Mais faut piger un truc : l’humour noir, c’est pas un tir contre les victimes. C’est un tir de riposte contre l’absurdité du monde. C’est une manière de dire : « La vie me fout des horreurs dans la gueule, mais je refuse de la laisser gagner par K.O. » Desproges, ce prince du sarcasme, balançait des vannes sur le cancer pendant qu’il en crevait. Il provoquait pour faire réfléchir, Cabu et tous les autres également. Pour dompter la bête. Pour lui marcher dessus avec des charentaises. Reiser, lui, dessinait des bébés morts et des éclopés hilares, non par cruauté, mais parce que la vérité brute, parfois, ne se laisse approcher qu’en rigolant jaune. Très jaune. Jaune pisse.

« Plus cancéreux que moi, tumeur ! » (Pierre Desproges) 

Alors ce dessin, c’est quoi ? Du cartoon.Du grotesque.Du burlesque carbonisé.
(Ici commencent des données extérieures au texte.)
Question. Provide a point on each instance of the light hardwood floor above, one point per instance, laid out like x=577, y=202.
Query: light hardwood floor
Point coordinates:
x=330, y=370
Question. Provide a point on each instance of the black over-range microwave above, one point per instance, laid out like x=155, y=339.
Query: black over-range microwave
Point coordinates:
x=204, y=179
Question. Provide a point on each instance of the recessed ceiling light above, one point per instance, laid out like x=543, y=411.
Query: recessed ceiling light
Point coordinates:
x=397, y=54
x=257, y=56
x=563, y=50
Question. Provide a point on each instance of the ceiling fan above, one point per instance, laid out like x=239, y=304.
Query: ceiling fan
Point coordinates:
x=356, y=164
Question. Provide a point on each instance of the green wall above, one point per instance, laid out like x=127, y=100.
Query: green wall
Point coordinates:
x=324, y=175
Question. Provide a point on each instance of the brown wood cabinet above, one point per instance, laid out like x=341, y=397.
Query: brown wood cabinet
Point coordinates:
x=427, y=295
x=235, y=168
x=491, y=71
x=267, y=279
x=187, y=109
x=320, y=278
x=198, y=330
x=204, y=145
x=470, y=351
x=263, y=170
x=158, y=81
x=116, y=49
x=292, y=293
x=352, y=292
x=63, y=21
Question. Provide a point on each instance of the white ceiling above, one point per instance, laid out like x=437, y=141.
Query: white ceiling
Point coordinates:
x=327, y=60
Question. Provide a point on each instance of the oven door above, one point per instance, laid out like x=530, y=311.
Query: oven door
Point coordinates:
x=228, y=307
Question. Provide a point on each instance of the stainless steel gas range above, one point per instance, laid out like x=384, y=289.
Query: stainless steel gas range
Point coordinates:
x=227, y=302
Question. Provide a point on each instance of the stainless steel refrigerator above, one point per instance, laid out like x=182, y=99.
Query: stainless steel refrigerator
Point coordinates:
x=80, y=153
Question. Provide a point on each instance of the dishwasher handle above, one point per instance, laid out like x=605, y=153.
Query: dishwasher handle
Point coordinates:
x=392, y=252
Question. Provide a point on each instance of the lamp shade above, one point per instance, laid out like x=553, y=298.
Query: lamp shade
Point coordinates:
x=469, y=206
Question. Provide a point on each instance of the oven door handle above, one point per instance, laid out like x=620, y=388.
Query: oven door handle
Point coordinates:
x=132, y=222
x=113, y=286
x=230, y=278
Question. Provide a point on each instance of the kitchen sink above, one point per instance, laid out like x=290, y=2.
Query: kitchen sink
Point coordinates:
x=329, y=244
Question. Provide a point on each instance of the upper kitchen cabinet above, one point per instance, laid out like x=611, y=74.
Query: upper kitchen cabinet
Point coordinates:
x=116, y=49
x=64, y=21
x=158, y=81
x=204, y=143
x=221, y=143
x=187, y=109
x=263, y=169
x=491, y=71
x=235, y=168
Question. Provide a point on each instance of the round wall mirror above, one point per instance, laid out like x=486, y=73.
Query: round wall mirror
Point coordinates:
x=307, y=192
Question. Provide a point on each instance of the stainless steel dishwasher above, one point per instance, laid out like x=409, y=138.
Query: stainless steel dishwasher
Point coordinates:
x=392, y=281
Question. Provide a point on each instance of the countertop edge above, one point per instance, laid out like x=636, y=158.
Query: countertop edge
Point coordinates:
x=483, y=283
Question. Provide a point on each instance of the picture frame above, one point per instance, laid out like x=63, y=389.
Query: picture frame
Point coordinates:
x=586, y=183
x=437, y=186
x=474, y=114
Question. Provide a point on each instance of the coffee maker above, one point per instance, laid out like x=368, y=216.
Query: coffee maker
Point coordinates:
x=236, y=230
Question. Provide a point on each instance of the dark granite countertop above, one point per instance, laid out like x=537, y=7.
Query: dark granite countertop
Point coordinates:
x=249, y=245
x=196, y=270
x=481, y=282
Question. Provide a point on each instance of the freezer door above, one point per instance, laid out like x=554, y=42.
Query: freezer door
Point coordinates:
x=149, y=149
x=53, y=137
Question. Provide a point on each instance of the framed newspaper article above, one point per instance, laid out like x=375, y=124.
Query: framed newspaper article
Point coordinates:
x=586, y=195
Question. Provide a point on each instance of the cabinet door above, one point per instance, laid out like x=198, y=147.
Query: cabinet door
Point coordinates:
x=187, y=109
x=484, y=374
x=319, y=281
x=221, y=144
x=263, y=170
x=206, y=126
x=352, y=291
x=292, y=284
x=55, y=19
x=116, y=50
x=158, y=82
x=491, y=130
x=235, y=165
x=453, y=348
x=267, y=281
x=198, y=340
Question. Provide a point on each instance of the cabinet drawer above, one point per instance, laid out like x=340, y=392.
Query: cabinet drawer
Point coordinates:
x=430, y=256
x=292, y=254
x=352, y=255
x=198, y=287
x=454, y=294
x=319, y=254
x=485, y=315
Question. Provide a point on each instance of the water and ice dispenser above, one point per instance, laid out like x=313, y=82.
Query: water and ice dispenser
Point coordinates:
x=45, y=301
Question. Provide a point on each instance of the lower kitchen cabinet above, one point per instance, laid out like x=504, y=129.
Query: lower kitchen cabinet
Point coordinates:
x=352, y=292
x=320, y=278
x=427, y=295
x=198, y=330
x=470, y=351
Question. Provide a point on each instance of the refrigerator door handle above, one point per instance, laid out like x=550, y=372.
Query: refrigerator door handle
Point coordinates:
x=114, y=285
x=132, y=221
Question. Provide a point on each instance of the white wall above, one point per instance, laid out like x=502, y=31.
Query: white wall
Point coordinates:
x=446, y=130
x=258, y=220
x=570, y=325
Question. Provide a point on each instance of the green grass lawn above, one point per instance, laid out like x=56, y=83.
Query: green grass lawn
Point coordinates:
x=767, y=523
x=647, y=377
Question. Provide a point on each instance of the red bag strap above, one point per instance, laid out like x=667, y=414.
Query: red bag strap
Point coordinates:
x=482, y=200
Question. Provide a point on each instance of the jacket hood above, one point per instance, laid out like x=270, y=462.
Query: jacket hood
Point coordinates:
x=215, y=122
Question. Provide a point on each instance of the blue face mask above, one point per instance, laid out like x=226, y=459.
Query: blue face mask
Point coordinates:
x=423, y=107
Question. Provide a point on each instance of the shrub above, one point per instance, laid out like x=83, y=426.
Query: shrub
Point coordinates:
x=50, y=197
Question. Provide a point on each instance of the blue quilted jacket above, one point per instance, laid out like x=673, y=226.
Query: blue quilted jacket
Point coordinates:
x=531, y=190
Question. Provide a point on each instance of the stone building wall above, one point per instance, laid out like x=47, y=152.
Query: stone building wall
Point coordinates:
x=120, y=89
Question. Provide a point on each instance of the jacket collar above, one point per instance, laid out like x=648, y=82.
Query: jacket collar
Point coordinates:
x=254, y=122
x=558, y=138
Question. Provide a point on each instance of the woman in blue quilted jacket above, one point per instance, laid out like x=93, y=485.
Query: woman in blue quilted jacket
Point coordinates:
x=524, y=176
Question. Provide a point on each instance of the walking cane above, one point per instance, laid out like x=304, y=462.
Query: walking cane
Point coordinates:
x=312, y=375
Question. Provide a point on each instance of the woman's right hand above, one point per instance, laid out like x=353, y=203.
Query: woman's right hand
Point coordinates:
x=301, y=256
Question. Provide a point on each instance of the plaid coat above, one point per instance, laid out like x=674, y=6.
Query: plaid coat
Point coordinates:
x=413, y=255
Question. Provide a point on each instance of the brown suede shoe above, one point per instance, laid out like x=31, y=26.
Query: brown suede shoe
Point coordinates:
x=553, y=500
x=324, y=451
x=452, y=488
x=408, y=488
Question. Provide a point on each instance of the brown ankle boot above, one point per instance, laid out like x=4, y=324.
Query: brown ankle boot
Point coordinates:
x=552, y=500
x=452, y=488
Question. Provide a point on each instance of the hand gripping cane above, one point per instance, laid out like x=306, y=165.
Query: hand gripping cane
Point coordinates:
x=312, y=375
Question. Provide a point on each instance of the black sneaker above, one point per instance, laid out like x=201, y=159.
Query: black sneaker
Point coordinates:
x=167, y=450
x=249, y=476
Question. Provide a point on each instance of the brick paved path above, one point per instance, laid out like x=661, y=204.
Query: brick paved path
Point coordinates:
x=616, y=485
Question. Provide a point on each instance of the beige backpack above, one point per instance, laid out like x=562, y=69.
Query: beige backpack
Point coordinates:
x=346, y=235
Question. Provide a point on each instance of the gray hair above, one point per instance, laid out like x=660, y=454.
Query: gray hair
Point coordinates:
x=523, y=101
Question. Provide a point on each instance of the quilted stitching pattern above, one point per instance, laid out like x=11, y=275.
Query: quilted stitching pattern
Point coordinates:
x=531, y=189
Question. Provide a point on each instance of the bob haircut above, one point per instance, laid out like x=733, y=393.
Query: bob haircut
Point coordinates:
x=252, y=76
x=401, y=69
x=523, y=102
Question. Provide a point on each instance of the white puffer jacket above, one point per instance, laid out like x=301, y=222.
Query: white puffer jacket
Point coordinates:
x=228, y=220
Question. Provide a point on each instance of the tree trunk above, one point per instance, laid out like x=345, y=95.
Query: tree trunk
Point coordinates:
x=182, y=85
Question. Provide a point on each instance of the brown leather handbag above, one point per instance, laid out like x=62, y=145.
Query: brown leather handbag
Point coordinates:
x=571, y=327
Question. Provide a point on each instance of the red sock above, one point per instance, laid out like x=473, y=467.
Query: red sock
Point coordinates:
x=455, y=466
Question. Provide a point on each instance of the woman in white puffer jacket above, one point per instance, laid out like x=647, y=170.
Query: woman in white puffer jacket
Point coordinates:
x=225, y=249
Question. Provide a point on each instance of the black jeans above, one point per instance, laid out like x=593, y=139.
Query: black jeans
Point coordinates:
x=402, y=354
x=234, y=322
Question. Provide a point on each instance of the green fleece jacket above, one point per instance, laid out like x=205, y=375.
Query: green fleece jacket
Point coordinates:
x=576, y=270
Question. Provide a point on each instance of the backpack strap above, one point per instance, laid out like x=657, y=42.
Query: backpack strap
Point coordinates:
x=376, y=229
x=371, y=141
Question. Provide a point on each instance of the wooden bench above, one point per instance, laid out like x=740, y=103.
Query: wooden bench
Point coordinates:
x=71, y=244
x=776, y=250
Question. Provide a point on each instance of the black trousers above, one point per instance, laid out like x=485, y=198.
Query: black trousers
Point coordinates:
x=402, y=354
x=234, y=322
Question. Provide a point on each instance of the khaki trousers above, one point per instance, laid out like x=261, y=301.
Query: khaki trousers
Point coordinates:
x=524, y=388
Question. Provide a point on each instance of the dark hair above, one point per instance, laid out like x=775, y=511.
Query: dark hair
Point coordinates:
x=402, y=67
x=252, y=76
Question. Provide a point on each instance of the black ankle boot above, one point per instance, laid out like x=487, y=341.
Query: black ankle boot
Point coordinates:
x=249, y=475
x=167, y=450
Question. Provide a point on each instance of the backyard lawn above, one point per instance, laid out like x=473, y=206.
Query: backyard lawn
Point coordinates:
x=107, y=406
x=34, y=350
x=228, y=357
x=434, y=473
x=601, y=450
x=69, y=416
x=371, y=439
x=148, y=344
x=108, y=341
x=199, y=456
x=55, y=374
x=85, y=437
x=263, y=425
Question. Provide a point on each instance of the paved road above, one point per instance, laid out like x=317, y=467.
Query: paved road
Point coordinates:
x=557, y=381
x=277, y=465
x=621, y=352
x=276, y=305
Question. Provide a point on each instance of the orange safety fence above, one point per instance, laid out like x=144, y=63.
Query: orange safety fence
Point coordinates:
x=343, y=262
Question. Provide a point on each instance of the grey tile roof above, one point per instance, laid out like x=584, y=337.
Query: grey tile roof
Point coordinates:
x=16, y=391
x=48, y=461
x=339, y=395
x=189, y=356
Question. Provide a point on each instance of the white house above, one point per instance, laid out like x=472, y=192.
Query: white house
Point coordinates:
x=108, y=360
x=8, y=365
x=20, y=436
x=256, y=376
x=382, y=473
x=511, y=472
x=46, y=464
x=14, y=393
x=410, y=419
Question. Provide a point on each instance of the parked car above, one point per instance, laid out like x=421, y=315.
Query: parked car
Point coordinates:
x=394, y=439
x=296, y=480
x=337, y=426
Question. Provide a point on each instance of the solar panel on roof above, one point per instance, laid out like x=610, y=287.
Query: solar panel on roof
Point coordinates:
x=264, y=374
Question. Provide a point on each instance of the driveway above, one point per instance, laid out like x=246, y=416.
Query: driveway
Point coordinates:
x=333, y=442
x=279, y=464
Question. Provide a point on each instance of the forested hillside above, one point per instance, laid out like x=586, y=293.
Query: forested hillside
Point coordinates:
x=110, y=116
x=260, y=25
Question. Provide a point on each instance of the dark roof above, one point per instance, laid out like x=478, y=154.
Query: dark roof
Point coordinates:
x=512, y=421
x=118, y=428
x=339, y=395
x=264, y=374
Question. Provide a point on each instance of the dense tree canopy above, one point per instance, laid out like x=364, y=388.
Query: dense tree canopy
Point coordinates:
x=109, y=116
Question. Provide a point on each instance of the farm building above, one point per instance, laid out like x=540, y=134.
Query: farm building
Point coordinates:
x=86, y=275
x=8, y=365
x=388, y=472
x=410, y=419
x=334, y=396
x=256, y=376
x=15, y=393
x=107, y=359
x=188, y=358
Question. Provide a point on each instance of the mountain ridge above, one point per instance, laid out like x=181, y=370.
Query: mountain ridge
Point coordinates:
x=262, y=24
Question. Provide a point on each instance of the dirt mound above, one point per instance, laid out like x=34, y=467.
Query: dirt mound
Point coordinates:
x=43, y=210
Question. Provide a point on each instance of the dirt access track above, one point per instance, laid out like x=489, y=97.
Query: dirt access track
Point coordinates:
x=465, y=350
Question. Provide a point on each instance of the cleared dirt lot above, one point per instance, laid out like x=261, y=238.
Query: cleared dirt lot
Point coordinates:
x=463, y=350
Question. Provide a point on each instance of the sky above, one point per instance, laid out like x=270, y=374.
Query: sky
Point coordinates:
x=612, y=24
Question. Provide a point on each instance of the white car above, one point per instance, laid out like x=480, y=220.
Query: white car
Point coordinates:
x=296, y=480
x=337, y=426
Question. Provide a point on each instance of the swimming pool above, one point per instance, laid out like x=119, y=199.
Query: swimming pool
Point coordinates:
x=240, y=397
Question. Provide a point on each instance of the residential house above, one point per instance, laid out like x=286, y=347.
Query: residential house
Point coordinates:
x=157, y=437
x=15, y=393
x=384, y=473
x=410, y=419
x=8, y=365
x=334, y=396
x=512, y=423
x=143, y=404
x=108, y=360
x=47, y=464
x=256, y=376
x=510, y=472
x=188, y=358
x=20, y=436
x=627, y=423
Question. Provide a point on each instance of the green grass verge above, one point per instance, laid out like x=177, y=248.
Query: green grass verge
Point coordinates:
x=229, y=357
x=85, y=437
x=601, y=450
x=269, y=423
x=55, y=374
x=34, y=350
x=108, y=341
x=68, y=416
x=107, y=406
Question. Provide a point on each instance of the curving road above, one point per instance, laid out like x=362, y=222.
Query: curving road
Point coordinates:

Du Charlie pur jus : un rire qui claque comme une gifle, mais qui dit quelque chose de vrai.Une façon de transformer l’indicible en image, le traumatisme en farce noire, l’horreur en glissade absurde.

Pourquoi ça choque ? Parce que l’humour noir, c’est un miroir. Et dans ce miroir, on voit pas notre plus beau profil. On voit la peur, la fragilité, la mort qui rôde comme un chat mouillé sous la pluie. Certains détournent les yeux. D’autres rient. Les deux réactions sont humaines. Mais faut pas confondre rire du pire et rire des victimes.C’est pas la même boutique, pas le même rayon, pas le même prix. Au final, ce dessin dit juste :« Le monde est atroce, mais tant que je peux encore en rire, il ne m’a pas complètement eu.

Je ne suis pas toujours d’accord avec les positions de Riss que je trouve parfois incompréhensible autant ici, Salch est dans son humour et dans son devoir. Courage aux familles des victimes de cette terrible tragédie. »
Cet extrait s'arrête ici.